#Stem cell treatment for diabetes type 1 cost Activator#
Proinflammatory cytokines further induce signal transducer and activator of transcription 1, nuclear factor κB, and interferon regulatory factor 3 in β-cells, contributing to the maintenance and amplification of the immune processes. IFN-γ may also activate macrophages to release proinflammatory cytokines and reactive oxygen species (ROS). IL-2 and proinflammatory cytokines released by activated CD4 T cells (e.g., interferon-γ, tumor necrosis factor, and IL-1β) maximize the activation of cytotoxic CD8 T cells, the final effectors of β-cell death via apoptosis.

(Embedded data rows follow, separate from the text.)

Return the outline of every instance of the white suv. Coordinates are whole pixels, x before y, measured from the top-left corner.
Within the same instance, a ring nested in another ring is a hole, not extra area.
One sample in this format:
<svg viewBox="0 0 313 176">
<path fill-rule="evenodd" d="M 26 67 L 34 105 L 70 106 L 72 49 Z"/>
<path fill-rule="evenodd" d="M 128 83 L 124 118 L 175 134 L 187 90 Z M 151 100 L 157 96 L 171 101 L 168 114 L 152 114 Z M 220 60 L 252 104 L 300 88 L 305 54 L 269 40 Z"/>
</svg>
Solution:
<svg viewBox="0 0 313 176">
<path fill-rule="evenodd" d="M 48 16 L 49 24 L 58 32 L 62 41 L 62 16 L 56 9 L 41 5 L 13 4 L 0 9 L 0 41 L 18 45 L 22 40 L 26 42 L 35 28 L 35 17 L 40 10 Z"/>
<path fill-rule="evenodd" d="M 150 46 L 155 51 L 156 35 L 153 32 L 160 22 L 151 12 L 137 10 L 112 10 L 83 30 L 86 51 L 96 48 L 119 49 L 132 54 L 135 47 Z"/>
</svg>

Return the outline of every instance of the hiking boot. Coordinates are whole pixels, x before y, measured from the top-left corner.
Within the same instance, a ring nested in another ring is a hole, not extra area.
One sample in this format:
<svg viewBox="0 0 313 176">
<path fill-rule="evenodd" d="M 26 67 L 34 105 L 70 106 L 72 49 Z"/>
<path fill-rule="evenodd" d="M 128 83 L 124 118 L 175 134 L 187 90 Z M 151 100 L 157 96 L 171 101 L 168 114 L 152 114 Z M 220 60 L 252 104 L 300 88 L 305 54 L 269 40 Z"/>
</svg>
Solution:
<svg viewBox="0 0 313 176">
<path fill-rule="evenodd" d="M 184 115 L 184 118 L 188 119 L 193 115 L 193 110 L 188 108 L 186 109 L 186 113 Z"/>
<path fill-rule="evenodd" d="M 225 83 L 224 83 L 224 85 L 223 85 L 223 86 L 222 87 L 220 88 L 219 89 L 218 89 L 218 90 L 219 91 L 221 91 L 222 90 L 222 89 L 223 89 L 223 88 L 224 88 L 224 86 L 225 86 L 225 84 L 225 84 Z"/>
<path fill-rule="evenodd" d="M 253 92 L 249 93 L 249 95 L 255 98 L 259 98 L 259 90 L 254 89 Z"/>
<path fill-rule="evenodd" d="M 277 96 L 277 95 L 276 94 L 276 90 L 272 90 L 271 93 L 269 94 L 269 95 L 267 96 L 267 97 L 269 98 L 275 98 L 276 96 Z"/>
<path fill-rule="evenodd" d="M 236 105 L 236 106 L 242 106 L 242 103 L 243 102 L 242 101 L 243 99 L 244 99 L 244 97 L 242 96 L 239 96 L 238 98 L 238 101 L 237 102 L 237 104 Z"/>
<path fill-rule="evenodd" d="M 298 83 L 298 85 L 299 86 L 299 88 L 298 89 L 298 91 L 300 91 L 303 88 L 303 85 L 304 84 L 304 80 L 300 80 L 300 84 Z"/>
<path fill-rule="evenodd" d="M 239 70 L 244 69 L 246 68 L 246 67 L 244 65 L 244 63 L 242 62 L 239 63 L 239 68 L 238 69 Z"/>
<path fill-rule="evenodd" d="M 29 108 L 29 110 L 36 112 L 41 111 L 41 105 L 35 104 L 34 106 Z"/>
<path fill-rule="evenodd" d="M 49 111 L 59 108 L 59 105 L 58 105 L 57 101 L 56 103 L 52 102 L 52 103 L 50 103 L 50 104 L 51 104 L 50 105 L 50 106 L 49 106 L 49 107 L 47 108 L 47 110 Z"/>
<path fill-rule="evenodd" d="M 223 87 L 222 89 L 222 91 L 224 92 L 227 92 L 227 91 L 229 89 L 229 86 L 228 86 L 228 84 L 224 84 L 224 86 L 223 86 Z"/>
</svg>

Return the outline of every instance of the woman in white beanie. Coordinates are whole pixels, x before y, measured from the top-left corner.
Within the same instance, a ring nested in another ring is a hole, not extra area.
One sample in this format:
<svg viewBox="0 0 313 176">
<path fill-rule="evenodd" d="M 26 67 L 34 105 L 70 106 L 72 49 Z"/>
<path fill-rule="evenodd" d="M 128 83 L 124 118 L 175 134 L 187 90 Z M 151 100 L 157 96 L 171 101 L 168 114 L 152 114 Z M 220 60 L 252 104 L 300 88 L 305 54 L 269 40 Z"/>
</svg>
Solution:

Studies indicate that interleukin (IL)-12 secreted by macrophages may activate Th1-type CD4 T cells. Antigen-presenting cells such as macrophages and dendritic cells (DCs) are the first to infiltrate islets followed by CD4 and CD8 T lymphocytes, natural killer (NK) cells, and B lymphocytes. Autoantibodies against islet antigens are a hallmark of disease development. Immunopathogenesis of T1DĪ combination of environmental risk factors, genetic predisposition, and autoimmune-mediated processes contribute to T1D etiology. This review will focus on the role of stem cells in diabetes cell therapy, with emphasis on bone marrow-derived hematopoietic stem cells (BM-HSCs) and multipotent mesenchymal stromal cells (MSCs). Therefore, understanding the immunopathogenesis of T1D is crucial for designing effective β-cell replacement and immunomodulatory strategies. Failure of interventional therapies in preventing autoimmune β-cell destruction can be attributed to a number of issues such as the transient nature of immune protection that often results in the recurrence of autoimmunity upon drug withdrawal and the failure to induce a tolerant state. Although significant advancement in our understanding of T1D immunopathogenesis has occurred since the efficacy of cyclosporine in reducing insulin requirement was reported more than 25 years ago, immunomodulatory therapies since then have not met with expected clinical success. Since 70%–90% of β-cells have been destroyed at the time of diagnosis, the impact of strategies that aim at preserving β-cell mass is limited. The ideal goal of clinical intervention would be to prevent or arrest the onset and progression of autoimmunity, reverse β-cell destruction, and restore glycometabolic control and immune homeostasis. Type 1 diabetes mellitus (T1D) is a chronic, multifactorial autoimmune disease that involves the progressive destruction of pancreatic β-cells, ultimately resulting in the loss of insulin production and secretion. To conclude, the application of stem cell therapy in the cure for T1D appears extremely promising. The benefits of combinatorial approaches designed to ensure the successful clinical translation of stem cell therapeutic strategies, such as approaches combining effective stem cell strategies with islet transplantation, immunomodulatory drug regimens, and/or novel bioengineering techniques, are also discussed.

Herein, we discuss the therapeutic potential of stem cells derived from a variety of sources for the cure of T1D, for example, embryonic stem cells, induced pluripotent stem cells, bone marrow-derived hematopoietic stem cells, and multipotent mesenchymal stromal cells derived from bone marrow, umbilical cord blood, and adipose tissue. While the regenerative potential of stem cells can be harnessed to make available a self-replenishing supply of glucose-responsive insulin-producing cells, their immunomodulatory properties may potentially be used to prevent, arrest, or reverse autoimmunity, ameliorate innate/alloimmune graft rejection, and prevent recurrence of the disease. Stem cell therapy offers a solution to the cited challenges of islet transplantation. Despite promising outcomes observed with islet transplantation and advancements in immunomodulatory therapies, the need for an effective cell replacement strategy for curing T1D still persists. The goal of clinical intervention is to prevent or arrest the onset and progression of autoimmunity, reverse β-cell destruction, and restore glycometabolic and immune homeostasis.